To help clarify what had happened, Williams appeared on The Sports Junkies, a once popular radio show in Baltimore which can now be heard on 106.7 The Fan in Washington D.C.
“It was in the moment, man,” said Williams with a transcript from SportsRadioInterviews.com. “It was one of those situations where you let your emotions get the best of you. As far as I’m concerned, I remember my helmet getting ripped of by a No. 49 or whatever, and I just reacted. I didn’t see the ref; I didn’t realize he was there. I just pushed whoever tried to get to him.”
“I just think that with the Baltimore Ravens, I feel like we play aggressively but we play between the whistles. There was a lot of things that was going on outside of the whistles or whatever, and it was frustrating. But at the end of the day, it happened. The ref saw that I wasn’t trying to intentionally get him or hurt him or harm him in any way, and I think he played it the right way. He made the right call, he made the right decision.”

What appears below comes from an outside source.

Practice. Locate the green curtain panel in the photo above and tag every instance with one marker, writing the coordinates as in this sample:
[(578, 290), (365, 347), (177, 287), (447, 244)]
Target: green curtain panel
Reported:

Had Williams been ejected as the rule book states, it could have potentially changed the outcome of the game as the 49ers began to make a comeback and the Ravens would have been without their top cornerback. At the time where the referees were letting both teams loosely play within the confines of the rules, the referee made a judgement off of Williams’ intentions, not action.
Williams has yet to hear from the league office about a possible fine.
“The league hasn’t contacted me,” he said. “I don’t know if I need to contact them or whatever, but it’s a situation, and I just gotta deal with that. So whenever it comes, I gotta cross that bridge when we get there.”
As Reed knows, Williams will most likely be sought by the league and will have a bridge to cross. Regardless of the fine amount, Williams was able to help his team win the Super Bowl and will have a championship ring to show for it for the rest of his life – a ring he and his teammates may not have if he had been ejected from the game.